The fees are on top of tuition, which increased more than 20 percent this year to $5,568 annually for an in-state undergraduate student.

Last fall, Destler dissolved the technology fee's oversight committee - which included him, the chief information officer, Daly and six other undergraduates - in a favor of a more inclusive system finalized last month.

Under the new system, 70 percent of the money will be divided among the campus' 15 colleges based on population, with the remaining 30 percent going to the provost's office. Each of the colleges is to set up a student committee to identify ways to spend the money.

The new system allows each college to take on smaller projects, while the university will be less likely to pursue large-scale projects. But decisions about how to spend the funds likely won't be made until next year, Destler said.

In addition to the new distribution structure, officials are extending the technology fee to College Park's nearly 10,000 graduate students.
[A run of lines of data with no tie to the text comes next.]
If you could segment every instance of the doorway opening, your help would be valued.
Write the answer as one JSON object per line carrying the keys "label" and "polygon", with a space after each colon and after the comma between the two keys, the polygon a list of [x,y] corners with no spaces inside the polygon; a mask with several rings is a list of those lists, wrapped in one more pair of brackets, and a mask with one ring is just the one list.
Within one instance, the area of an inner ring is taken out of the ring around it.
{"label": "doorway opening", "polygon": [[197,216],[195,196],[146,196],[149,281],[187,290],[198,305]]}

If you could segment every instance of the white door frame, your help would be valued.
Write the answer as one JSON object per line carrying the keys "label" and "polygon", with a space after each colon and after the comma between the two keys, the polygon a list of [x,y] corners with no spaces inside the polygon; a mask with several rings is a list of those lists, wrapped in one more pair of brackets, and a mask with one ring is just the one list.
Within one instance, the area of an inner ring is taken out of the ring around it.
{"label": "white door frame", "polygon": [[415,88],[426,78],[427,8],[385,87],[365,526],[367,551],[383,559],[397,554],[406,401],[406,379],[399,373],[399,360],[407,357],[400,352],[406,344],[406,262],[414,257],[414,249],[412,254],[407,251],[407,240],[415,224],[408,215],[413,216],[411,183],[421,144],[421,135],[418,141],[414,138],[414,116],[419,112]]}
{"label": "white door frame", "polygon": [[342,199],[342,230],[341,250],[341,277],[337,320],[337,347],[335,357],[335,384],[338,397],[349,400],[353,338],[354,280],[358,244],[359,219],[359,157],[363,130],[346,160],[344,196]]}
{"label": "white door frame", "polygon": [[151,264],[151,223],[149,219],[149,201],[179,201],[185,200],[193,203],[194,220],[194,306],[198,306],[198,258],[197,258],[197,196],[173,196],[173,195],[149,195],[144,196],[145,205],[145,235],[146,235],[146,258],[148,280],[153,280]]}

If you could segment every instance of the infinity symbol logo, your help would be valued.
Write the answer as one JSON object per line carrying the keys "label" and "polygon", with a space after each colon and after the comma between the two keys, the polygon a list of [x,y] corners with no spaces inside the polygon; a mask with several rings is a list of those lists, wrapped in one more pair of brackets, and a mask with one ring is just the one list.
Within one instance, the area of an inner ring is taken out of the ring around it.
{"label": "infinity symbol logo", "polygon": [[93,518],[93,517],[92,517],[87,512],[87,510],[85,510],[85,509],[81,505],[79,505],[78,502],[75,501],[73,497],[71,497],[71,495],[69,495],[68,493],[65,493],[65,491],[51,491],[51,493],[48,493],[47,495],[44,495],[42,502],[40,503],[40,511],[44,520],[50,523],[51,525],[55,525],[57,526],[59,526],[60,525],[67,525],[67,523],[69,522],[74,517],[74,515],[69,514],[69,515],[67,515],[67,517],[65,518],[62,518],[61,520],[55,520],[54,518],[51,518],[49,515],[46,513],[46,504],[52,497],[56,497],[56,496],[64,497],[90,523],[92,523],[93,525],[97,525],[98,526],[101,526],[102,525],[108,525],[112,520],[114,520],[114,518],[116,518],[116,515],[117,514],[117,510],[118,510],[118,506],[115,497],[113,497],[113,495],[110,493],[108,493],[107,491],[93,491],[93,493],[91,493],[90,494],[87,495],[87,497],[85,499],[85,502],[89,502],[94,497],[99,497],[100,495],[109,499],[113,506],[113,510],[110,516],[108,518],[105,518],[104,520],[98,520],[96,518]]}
As a result, graduate and undergraduate students will pay $84 next year.

Graduate students have fired back, forming a committee to fight the fee.

"I don't think a tech fee itself is a bad idea. But currently, no one can tell why it is $84," said graduate student government President Zhoupeng Tan. "Any mandatory fee should come up with a budget which can tell us how the fee will be spent."

Some of the money collected during the fee's first year went to upgrade classroom technology, enhance computer labs and improve a residence-hall network.